明治2(1869)年北目町に誕生した芝居小屋「常劇場所-松浦座」は、明治12(1879)年に身売りされ、宮城長兵衛により宮城座と改称される。(昭和55年7月12日河北新報より)
長兵衛長男の金助は警察官を勤める。仙台商工会議所昭和5(1930)年発刊の仙台商工案内書には、名掛丁にて和食店「宮長」を金助が、元寺小路にて洋食店「ロンドン」を、金助長男の竹三郎の妻まさが経営とある。
旧・国鉄勤務の宮城竹三郎は退職後、元寺小路169番地(現パレス平安・隣)にて竹屋旅館を開業した。その後長男・宗男が竹屋別館を開業したのは、太平洋戦争の開戦前後の昭和16年頃である。
竹屋旅館・竹屋別館は、昭和20(1945)年7月10日の仙台空襲でいずれも焼失したが、戦後間もない時期に竹三郎は竹屋ホテルとして復興し、宗男は昭和24(1949)年10月12日(株)宮城ホテルを設立し、現在の仙台ロフト(旧:ams西武仙台店)の南側の地で宮城ホテル本館を開業する。
戦後の荒波にもまれた時代の中で、宗男は宮城ホテル本館・新館を軸にした旅館業の時代から、映画館有楽座へと事業の多角化を進める一方で、竹三郎は、昭和35(1960)年に仙台で中断していた大相撲の歓進元をつとめ、その再開をはたし、やがて谷風会へ継承される。
その前年に竹三郎は紺綬褒賞を贈られる。また宗男は、映画館時代に、「ともしびの会」として施設の子供達を映画に無料招待するなど、社会活動を行っており、それにより昭和32(1957)年宮城県知事より感謝状を贈られる。
昭和40(1965)年12月に有楽座の跡地で、アイススケートとボウリングのスポーツセンター有楽会館を開業する一方で、同年宮城不動産株式会社を設立。翌年貸ビル業宮城ビルディングは、七十七銀行仙台駅前支店、アイエ書店仙台駅前店などをテナントに迎え開業。同時に(有)宮城観光産業を設立して、ビル内レストラン・喫茶店を出店経営。
昭和47(1972)年、区域内にある宮城ホテル新館、本館は隣接の地権者とともに、仙台駅前の顔づくりともいえる仙台市中央一丁目10番地区市街地再開発の話し合いに参加。
昭和53(1978)年再開発組合設立を経て、昭和57(1982)年ams西武仙台店をキーテナントに迎え、仙台駅前開発ビルを開業。同時に(有)宮城観光産業がビル内にレストランや小売店舗の出店営業を行う。

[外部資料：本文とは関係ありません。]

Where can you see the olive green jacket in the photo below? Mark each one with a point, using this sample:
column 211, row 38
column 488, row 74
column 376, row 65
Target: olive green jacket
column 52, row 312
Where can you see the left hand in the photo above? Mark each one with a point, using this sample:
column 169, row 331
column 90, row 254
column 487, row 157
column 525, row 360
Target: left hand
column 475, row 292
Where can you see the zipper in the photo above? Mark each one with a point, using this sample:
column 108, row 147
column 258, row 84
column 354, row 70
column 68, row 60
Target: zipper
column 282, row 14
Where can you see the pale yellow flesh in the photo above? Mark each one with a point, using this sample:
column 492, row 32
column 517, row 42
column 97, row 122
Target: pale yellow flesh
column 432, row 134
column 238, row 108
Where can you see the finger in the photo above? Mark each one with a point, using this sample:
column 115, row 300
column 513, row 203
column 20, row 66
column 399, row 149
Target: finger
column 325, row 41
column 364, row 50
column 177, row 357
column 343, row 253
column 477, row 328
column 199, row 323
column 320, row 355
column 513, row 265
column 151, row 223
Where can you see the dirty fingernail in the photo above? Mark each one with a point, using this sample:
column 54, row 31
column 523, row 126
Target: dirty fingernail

昭和53(1978)年、ボウリングブームの衰退から、閉館していた有楽会館を売却するという大きな教訓を得る。
平成5(1993)年、本町パークとして立体駐車場を建設開業。平成7(1995)年、宮城ビルディング1階に貸画廊ギャラリー五番街を開設。新しい模索が始まる。
平成11(1999)年7月3日新しいCIをもとに、(株)宮城ホテルを株式会社ヒューモスに、宮城不動産(株)を株式会社ヒューモスファイヴに社名変更し、同年10月創立50周年を迎える。
一方で、昭和62(1987)年に開設した不動産仲介会社(有)住まいの情報館は、平成13(2001)年に撤退の上、法人を解散し、昭和の初め(1930年)より形態を変更しながら続いていたレストラン部門も、平成14(2002)年に閉鎖撤退する。
昭和53(1978)年に売却した旧有楽会館の跡地を平成13(2001)年8月再取得し、ヒューモスパーク1番町として同年開業。
平成14(2002)年春に制定した新しいビジネスモデルに沿って、同年7月1日に2社を合併。平成15(2003)年4月1日地下鉄南北線泉中央駅ビル(2階〜6階)を取得。
貸ビル駐車場業をコアビジネスとした新生株式会社ヒューモスが新たな歩みを始める。
平成18(2006)年12月、ヒューモスパーク国分町を、旧建物を取得解体して開業、平成19(2007)年11月ヒューモスパーク国分町とヒューモスパーク1番町近くの郵政日の出ビルを取得する。
平成21(2009)年10月12日、株式会社ヒューモスは、創立60周年を迎える。